Beauty ideals differ somewhat from country to country, and here in Japan, one of the longstanding trends has been to lighten the skin, using all sorts of products from cleansers through to moisturisers and makeup.
It’s a beauty standard supported by the skincare industry, with the word “whitening” widely used to promote products, but now one leading cosmetics company is working to end this wording, citing concerns surrounding racial inequality as highlighted by the current Black Lives Matter movement.
The word often used to describe whitening in the Japanese skincare industry is “美白” (bihaku), which contains the kanji for beauty (美) and white (白), promulgating the notion that white is beautiful.
While bihaku is still commonly used by beauty brands, Kao is the first to take steps to address the issue by announcing it would no longer be using the word in its new products from March.
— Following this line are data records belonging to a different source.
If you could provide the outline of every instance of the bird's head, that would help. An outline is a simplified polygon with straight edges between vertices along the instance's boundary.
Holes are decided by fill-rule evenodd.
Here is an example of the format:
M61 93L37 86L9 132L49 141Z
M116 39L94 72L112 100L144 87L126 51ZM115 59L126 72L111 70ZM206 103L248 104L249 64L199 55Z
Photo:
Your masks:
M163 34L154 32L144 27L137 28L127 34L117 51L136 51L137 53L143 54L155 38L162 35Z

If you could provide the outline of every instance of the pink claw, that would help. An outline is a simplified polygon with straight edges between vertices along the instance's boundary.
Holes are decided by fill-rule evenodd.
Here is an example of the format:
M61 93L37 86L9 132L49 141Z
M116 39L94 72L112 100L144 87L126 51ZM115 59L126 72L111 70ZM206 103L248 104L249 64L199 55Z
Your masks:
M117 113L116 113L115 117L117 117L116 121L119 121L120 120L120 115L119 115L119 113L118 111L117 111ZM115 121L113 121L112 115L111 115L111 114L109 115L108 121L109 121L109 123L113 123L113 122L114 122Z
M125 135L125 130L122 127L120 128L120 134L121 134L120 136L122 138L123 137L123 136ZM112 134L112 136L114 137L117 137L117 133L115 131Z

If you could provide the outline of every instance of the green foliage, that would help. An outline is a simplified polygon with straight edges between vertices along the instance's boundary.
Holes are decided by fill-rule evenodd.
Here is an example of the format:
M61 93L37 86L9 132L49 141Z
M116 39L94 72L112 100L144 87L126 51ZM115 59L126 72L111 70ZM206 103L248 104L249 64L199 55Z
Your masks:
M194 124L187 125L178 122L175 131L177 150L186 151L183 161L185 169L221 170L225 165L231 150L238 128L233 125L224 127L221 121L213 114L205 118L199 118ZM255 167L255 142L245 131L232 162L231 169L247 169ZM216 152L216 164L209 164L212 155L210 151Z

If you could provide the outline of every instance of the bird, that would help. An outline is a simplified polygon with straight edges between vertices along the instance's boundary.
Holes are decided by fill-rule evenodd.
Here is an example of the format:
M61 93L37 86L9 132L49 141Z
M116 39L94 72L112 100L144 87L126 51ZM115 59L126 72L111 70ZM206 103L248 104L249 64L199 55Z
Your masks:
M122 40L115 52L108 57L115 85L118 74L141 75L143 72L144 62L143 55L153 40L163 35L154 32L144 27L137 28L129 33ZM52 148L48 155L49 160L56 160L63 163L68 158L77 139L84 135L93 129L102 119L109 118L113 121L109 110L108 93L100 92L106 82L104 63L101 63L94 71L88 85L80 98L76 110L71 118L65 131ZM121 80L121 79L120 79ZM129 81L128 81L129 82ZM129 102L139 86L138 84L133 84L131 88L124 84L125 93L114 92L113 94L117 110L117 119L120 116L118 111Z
The company aims to eliminate the word from all its products in several years.
Kao says they didn’t want to send out the message that one type of skin tone is inferior or superior to another, and came to the decision to drop the wording as part of their overall commitment to promoting diversity.
Despite their decision to stop using the problematic wording, “whitening” products are likely to remain popular in Japan as they’re believed to reduce the appearance of freckles and dark spots.
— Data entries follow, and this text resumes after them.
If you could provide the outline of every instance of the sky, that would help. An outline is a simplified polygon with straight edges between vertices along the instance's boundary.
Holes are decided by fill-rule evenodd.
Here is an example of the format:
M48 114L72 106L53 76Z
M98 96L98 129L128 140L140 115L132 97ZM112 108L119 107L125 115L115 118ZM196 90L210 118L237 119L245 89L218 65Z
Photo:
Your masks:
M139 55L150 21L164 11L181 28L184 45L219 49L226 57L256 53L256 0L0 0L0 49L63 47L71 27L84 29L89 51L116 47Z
Kao says it will continue to cater to this demand, but instead of using terms like bihaku or “whitening”, they’ve now chosen to adopt the word “brightening“, starting with the new Twany range of products released in mid-March.
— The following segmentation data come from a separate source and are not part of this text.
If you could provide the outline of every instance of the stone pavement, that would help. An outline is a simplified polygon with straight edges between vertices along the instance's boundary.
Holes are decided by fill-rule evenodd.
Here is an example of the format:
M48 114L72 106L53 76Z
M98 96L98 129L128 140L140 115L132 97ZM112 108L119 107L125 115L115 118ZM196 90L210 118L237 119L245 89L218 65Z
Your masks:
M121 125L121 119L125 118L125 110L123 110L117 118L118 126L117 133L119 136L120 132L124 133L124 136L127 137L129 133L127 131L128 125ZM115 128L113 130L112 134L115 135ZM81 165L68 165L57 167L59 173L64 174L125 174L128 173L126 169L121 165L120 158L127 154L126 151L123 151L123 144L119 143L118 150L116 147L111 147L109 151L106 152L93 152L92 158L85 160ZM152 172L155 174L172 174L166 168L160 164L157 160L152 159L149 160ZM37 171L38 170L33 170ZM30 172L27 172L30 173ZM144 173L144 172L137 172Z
This change in language comes in the wake of similar moves taken by overseas companies, such as L’Oreal and Unilever. Within Japan, Kao is the first Japanese cosmetics company to stop using the words “whitening” and bihaku, and hopefully other local brands will soon follow their lead.
Kao’s commitment to diversity extends beyond the language used to market their products, as they’re also working to address gender issues, adding extra options of “neither” and “not sure” for responses to gender questions on questionnaires.
The company also says it plans to release a new range of foundations this autumn with 23 shades, roughly twice as many shades as those usually offered, and it’s taking steps to deal with other concerns such as the use of words like “standard” or “normal” for popular shades of foundation.
It’s heartening to see progressive steps like these being taken by a Japanese cosmetics company with a history stretching all the way back to 1887. If a 134-year-old business is able to shake up the beauty world and bring it into the 21st century by taking a stance against inequality, there’s no reason why others can’t do it too.